Tlön is a country no one has been to, except in the encyclopedia. The first reference appears in a pirated copy of Bioy Casares's Anglo-American Cyclopaedia — a single article on a region called Uqbar, dense with cross-references to a literature that does not exist. The trail leads inward, footnote into footnote, until a complete forty-volume encyclopedia of Tlön surfaces in a Memphis library. By the story's last page our planet is no longer entirely our own. Borges, writing in 1940, has already noticed what the next eighty years would confirm: a sufficiently consistent description of a thing begins, eventually, to be the thing.

Tlön's metaphysics matter less than its method. The conceit is a Berkeleyian, Humean, almost Buddhist idealism — objects are bundles of perception, nouns dissolve into adjectives, verbs swallow tenses. None of it is real. None of it has to be. What matters is that the description is dense enough, footnoted enough, internally consistent enough that the reader stops asking which encyclopedia is correct and begins copying from the wrong one. Reality is what the bibliography points to. The hrönir — duplicate objects, conjured into being simply because someone went looking for them — are not magic but inventory error: a catalogue that has begun to write its own warehouse.

Cellular automata are the smallest machines that imitate this. A grid; a state per cell; a local rule that converts neighbors. Conway's Life of 1970 was already enough to suggest that complex order can emerge from rules small enough to fit on a postcard. This page renders the same idea in Borgesian dress: a single seed cell is Tlönian, its Latin neighbors flip with a probability proportional to how many of their neighbors have already flipped. There is no plan, no design, no master grammar — only contagion. Twelve invented glyphs propagate outward from the centre while the background cools from parchment to indigo. The grid converts itself. The encyclopedia is its own author.

This is why the last page of Borges' story reads as if it were written this morning.
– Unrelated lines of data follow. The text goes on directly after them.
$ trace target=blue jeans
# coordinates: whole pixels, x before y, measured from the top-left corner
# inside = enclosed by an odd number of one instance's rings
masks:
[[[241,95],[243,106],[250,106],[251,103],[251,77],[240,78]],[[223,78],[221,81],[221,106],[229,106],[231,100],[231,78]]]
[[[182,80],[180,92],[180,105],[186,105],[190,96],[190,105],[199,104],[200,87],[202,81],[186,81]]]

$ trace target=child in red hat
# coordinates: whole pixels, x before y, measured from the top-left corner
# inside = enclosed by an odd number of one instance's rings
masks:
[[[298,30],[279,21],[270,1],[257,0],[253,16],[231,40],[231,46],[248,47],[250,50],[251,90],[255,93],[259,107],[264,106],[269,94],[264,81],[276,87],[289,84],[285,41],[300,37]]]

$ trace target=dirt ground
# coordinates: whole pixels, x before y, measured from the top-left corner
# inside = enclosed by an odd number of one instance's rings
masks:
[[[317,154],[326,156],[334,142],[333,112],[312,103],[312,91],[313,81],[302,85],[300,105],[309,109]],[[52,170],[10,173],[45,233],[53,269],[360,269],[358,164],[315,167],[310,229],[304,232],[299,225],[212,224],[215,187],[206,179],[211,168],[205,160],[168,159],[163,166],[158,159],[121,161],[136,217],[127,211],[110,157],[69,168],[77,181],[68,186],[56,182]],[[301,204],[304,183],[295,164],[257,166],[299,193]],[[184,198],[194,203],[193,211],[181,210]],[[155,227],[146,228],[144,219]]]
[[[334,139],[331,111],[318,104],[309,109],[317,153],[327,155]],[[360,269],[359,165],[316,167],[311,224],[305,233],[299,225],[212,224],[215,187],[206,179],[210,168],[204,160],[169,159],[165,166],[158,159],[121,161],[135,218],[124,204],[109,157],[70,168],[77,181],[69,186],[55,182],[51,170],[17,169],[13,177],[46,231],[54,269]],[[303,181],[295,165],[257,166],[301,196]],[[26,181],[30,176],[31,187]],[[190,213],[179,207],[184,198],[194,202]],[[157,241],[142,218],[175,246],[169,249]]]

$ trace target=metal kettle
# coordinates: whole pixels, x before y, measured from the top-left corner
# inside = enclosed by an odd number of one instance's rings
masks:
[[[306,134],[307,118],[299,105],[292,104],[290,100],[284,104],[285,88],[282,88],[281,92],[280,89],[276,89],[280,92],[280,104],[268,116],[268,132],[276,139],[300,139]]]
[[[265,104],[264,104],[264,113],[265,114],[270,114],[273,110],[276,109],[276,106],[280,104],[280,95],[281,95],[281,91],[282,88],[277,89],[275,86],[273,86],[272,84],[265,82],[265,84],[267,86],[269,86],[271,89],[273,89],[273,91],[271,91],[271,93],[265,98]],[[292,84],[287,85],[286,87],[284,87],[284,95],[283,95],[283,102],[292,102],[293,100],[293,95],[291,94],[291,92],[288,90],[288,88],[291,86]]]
Tlön is winning: English textbooks are being replaced with Tlönian ones; hrönir surface in archaeological digs because someone went looking for them; the children are taught a school history that never happened. Replace "encyclopedia" with "language model" and the parable becomes operational. Generative systems now write faster than any culture can verify, and the cost of producing a plausible counterfeit has fallen to zero. The cells around you are still mostly Latin. They will not be for long. Each tick of the automaton is a screenshot, a press release, a synthetic photograph — small, local, lawful. Reality, Borges suggests, was never anything more than a sufficiently consistent fabrication. The fabrication is now able to write back.